Automated coaching messages for weight control can save time and costs, but their repetitive, generic nature may limit their effectiveness compared to human coaching. Large language model (LLM) based artificial intelligence (AI) chatbots, like ChatGPT, could offer more personalized and novel messages to address repetition with their data-processing abilities.
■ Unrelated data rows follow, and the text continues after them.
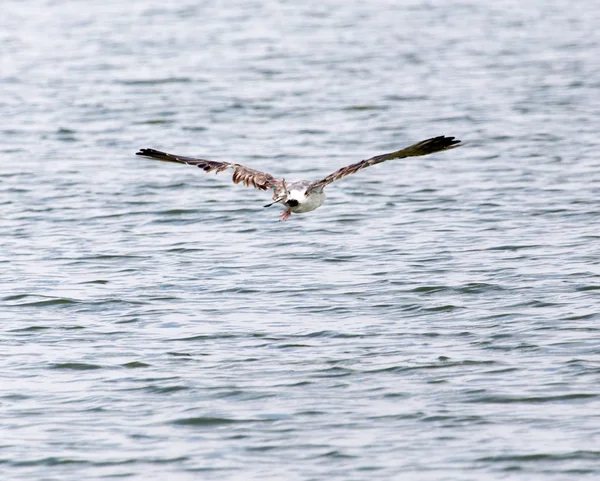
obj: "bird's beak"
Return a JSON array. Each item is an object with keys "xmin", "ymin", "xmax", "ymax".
[{"xmin": 263, "ymin": 195, "xmax": 285, "ymax": 207}]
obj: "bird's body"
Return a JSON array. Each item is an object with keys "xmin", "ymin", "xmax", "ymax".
[{"xmin": 137, "ymin": 136, "xmax": 460, "ymax": 220}]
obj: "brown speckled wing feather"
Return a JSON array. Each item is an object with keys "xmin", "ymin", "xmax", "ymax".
[
  {"xmin": 309, "ymin": 135, "xmax": 460, "ymax": 191},
  {"xmin": 136, "ymin": 149, "xmax": 281, "ymax": 190}
]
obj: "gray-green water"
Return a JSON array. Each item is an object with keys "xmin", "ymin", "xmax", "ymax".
[{"xmin": 0, "ymin": 0, "xmax": 600, "ymax": 481}]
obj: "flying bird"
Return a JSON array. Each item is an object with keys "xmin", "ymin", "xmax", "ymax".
[{"xmin": 136, "ymin": 135, "xmax": 461, "ymax": 221}]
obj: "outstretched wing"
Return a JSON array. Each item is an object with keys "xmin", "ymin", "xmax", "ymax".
[
  {"xmin": 136, "ymin": 149, "xmax": 282, "ymax": 190},
  {"xmin": 309, "ymin": 135, "xmax": 460, "ymax": 191}
]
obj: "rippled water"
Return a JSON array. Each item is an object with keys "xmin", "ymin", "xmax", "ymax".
[{"xmin": 0, "ymin": 0, "xmax": 600, "ymax": 481}]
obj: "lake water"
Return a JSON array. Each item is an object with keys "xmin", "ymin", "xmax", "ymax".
[{"xmin": 0, "ymin": 0, "xmax": 600, "ymax": 481}]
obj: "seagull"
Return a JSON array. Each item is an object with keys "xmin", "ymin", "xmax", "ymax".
[{"xmin": 136, "ymin": 135, "xmax": 461, "ymax": 221}]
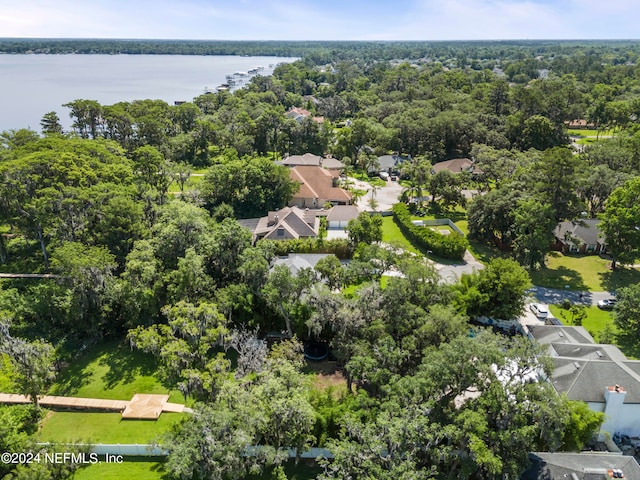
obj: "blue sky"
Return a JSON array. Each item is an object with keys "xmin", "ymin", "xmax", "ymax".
[{"xmin": 0, "ymin": 0, "xmax": 640, "ymax": 40}]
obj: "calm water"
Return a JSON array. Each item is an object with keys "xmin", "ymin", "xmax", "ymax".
[{"xmin": 0, "ymin": 55, "xmax": 295, "ymax": 132}]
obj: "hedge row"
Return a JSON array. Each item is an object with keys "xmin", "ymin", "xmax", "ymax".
[
  {"xmin": 393, "ymin": 203, "xmax": 469, "ymax": 260},
  {"xmin": 261, "ymin": 238, "xmax": 352, "ymax": 259}
]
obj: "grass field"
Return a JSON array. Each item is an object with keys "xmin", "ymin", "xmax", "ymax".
[
  {"xmin": 37, "ymin": 412, "xmax": 188, "ymax": 444},
  {"xmin": 531, "ymin": 252, "xmax": 640, "ymax": 292}
]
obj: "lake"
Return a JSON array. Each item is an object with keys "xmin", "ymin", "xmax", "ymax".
[{"xmin": 0, "ymin": 54, "xmax": 296, "ymax": 132}]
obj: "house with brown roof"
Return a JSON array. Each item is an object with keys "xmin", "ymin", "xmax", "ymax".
[
  {"xmin": 238, "ymin": 207, "xmax": 320, "ymax": 242},
  {"xmin": 284, "ymin": 107, "xmax": 324, "ymax": 123},
  {"xmin": 289, "ymin": 165, "xmax": 351, "ymax": 208}
]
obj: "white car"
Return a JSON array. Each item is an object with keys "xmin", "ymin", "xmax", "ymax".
[{"xmin": 529, "ymin": 303, "xmax": 549, "ymax": 318}]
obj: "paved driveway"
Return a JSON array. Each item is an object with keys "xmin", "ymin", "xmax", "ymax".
[{"xmin": 529, "ymin": 287, "xmax": 613, "ymax": 305}]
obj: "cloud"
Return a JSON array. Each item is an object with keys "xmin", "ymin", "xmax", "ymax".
[{"xmin": 0, "ymin": 0, "xmax": 640, "ymax": 40}]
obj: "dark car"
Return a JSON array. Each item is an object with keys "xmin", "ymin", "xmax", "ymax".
[{"xmin": 598, "ymin": 298, "xmax": 616, "ymax": 310}]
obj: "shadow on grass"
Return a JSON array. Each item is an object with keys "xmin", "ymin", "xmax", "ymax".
[
  {"xmin": 598, "ymin": 267, "xmax": 640, "ymax": 292},
  {"xmin": 529, "ymin": 260, "xmax": 589, "ymax": 291},
  {"xmin": 99, "ymin": 343, "xmax": 157, "ymax": 389}
]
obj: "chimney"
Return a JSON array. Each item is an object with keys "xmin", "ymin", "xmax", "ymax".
[{"xmin": 599, "ymin": 384, "xmax": 627, "ymax": 437}]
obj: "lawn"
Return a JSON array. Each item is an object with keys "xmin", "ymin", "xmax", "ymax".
[
  {"xmin": 382, "ymin": 216, "xmax": 420, "ymax": 254},
  {"xmin": 531, "ymin": 252, "xmax": 640, "ymax": 292},
  {"xmin": 37, "ymin": 412, "xmax": 188, "ymax": 444},
  {"xmin": 49, "ymin": 342, "xmax": 184, "ymax": 403}
]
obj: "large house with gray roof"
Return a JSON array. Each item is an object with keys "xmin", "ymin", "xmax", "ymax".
[
  {"xmin": 553, "ymin": 218, "xmax": 607, "ymax": 253},
  {"xmin": 520, "ymin": 452, "xmax": 640, "ymax": 480},
  {"xmin": 529, "ymin": 325, "xmax": 640, "ymax": 437}
]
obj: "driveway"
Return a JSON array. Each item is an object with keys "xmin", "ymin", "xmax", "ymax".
[
  {"xmin": 528, "ymin": 287, "xmax": 613, "ymax": 305},
  {"xmin": 433, "ymin": 250, "xmax": 484, "ymax": 284}
]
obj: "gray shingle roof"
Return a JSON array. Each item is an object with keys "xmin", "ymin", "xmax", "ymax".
[
  {"xmin": 529, "ymin": 325, "xmax": 596, "ymax": 345},
  {"xmin": 520, "ymin": 452, "xmax": 640, "ymax": 480}
]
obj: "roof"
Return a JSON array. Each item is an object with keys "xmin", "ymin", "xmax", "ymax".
[
  {"xmin": 273, "ymin": 253, "xmax": 329, "ymax": 275},
  {"xmin": 327, "ymin": 205, "xmax": 360, "ymax": 222},
  {"xmin": 529, "ymin": 325, "xmax": 596, "ymax": 345},
  {"xmin": 433, "ymin": 158, "xmax": 474, "ymax": 173},
  {"xmin": 280, "ymin": 153, "xmax": 344, "ymax": 170},
  {"xmin": 520, "ymin": 452, "xmax": 640, "ymax": 480},
  {"xmin": 289, "ymin": 166, "xmax": 351, "ymax": 203},
  {"xmin": 553, "ymin": 218, "xmax": 605, "ymax": 245}
]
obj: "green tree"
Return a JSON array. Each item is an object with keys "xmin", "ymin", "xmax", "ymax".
[
  {"xmin": 127, "ymin": 301, "xmax": 231, "ymax": 401},
  {"xmin": 0, "ymin": 321, "xmax": 56, "ymax": 408},
  {"xmin": 457, "ymin": 258, "xmax": 531, "ymax": 320},
  {"xmin": 600, "ymin": 178, "xmax": 640, "ymax": 270},
  {"xmin": 613, "ymin": 284, "xmax": 640, "ymax": 343}
]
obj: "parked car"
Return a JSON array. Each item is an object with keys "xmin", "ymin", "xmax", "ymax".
[
  {"xmin": 598, "ymin": 298, "xmax": 616, "ymax": 310},
  {"xmin": 529, "ymin": 303, "xmax": 549, "ymax": 318}
]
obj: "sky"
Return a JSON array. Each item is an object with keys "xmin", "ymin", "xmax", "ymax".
[{"xmin": 0, "ymin": 0, "xmax": 640, "ymax": 40}]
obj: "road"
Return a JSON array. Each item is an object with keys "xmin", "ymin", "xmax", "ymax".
[{"xmin": 529, "ymin": 287, "xmax": 613, "ymax": 306}]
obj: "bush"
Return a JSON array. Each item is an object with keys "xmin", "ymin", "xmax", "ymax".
[
  {"xmin": 258, "ymin": 238, "xmax": 352, "ymax": 259},
  {"xmin": 393, "ymin": 203, "xmax": 469, "ymax": 260}
]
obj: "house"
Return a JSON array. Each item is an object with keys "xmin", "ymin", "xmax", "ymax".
[
  {"xmin": 529, "ymin": 325, "xmax": 640, "ymax": 438},
  {"xmin": 520, "ymin": 452, "xmax": 640, "ymax": 480},
  {"xmin": 289, "ymin": 165, "xmax": 351, "ymax": 208},
  {"xmin": 431, "ymin": 158, "xmax": 482, "ymax": 175},
  {"xmin": 238, "ymin": 207, "xmax": 320, "ymax": 242},
  {"xmin": 327, "ymin": 205, "xmax": 360, "ymax": 230},
  {"xmin": 278, "ymin": 153, "xmax": 344, "ymax": 170},
  {"xmin": 552, "ymin": 218, "xmax": 607, "ymax": 253}
]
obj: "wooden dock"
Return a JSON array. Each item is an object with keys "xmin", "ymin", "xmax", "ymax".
[{"xmin": 0, "ymin": 393, "xmax": 185, "ymax": 420}]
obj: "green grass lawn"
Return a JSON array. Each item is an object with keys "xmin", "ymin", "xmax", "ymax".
[
  {"xmin": 37, "ymin": 411, "xmax": 189, "ymax": 443},
  {"xmin": 169, "ymin": 172, "xmax": 204, "ymax": 193},
  {"xmin": 549, "ymin": 305, "xmax": 613, "ymax": 341},
  {"xmin": 73, "ymin": 457, "xmax": 322, "ymax": 480},
  {"xmin": 531, "ymin": 252, "xmax": 640, "ymax": 292},
  {"xmin": 49, "ymin": 342, "xmax": 184, "ymax": 403}
]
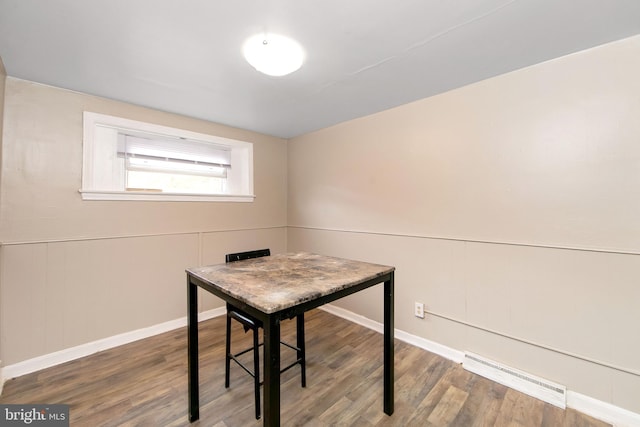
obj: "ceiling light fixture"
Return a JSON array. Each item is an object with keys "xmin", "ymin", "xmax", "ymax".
[{"xmin": 242, "ymin": 34, "xmax": 304, "ymax": 76}]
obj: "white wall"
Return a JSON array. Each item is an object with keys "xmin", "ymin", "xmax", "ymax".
[
  {"xmin": 0, "ymin": 77, "xmax": 287, "ymax": 366},
  {"xmin": 287, "ymin": 36, "xmax": 640, "ymax": 412}
]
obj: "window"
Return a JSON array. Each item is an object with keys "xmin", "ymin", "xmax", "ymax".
[{"xmin": 80, "ymin": 112, "xmax": 254, "ymax": 202}]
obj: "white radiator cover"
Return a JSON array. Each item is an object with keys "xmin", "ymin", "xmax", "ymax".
[{"xmin": 462, "ymin": 353, "xmax": 567, "ymax": 409}]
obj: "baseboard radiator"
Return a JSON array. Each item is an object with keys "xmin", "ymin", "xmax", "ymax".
[{"xmin": 462, "ymin": 353, "xmax": 567, "ymax": 409}]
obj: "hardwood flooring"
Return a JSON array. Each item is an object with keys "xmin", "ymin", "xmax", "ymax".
[{"xmin": 0, "ymin": 310, "xmax": 608, "ymax": 427}]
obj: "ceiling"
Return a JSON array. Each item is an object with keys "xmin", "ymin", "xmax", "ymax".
[{"xmin": 0, "ymin": 0, "xmax": 640, "ymax": 138}]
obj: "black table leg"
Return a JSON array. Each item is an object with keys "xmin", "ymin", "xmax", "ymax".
[
  {"xmin": 187, "ymin": 277, "xmax": 200, "ymax": 422},
  {"xmin": 263, "ymin": 316, "xmax": 280, "ymax": 427},
  {"xmin": 384, "ymin": 272, "xmax": 394, "ymax": 415}
]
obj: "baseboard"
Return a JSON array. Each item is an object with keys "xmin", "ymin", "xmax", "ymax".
[
  {"xmin": 320, "ymin": 304, "xmax": 464, "ymax": 363},
  {"xmin": 5, "ymin": 304, "xmax": 640, "ymax": 427},
  {"xmin": 321, "ymin": 304, "xmax": 640, "ymax": 427},
  {"xmin": 462, "ymin": 353, "xmax": 567, "ymax": 409},
  {"xmin": 0, "ymin": 307, "xmax": 226, "ymax": 384},
  {"xmin": 567, "ymin": 390, "xmax": 640, "ymax": 427}
]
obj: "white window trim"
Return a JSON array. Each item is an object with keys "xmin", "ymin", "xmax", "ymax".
[{"xmin": 79, "ymin": 111, "xmax": 255, "ymax": 202}]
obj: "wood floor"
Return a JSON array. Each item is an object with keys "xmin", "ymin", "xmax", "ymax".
[{"xmin": 0, "ymin": 310, "xmax": 608, "ymax": 427}]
While LLM AI demonstrates promise to encourage healthier lifestyles, studies have yet to examine the feasibility and acceptability of LLM-based BWL coaching. 87 adults in a weight-loss trial rated ten coaching messages' helpfulness (five human-written, five ChatGPT-generated) using a 5-point Likert scale, providing additional open-ended feedback to justify their ratings. Participants also identified which messages they believed were AI-generated. The evaluation occurred in two phases: messages in Phase 1 were perceived as impersonal and negative, prompting revisions for Phase 2 messages. In Phase 1, AI-generated messages were rated less helpful than human-written ones, with 66 percent receiving a helpfulness rating of 3 or higher. However, in Phase 2, the AI messages matched the human-written ones regarding helpfulness, with 82% scoring three or above. Additionally, 50% were misidentified as human-written, suggesting AI's sophistication in mimicking human-generated content. A thematic analysis of open-ended feedback revealed that participants appreciated AI's empathy and personalized suggestions but found them more formulaic, less authentic, and too data-focused. This study reveals the preliminary feasibility and acceptability of LLM AIs, like ChatGPT, in crafting potentially effective weight control coaching messages. Our findings also underscore areas for future enhancement.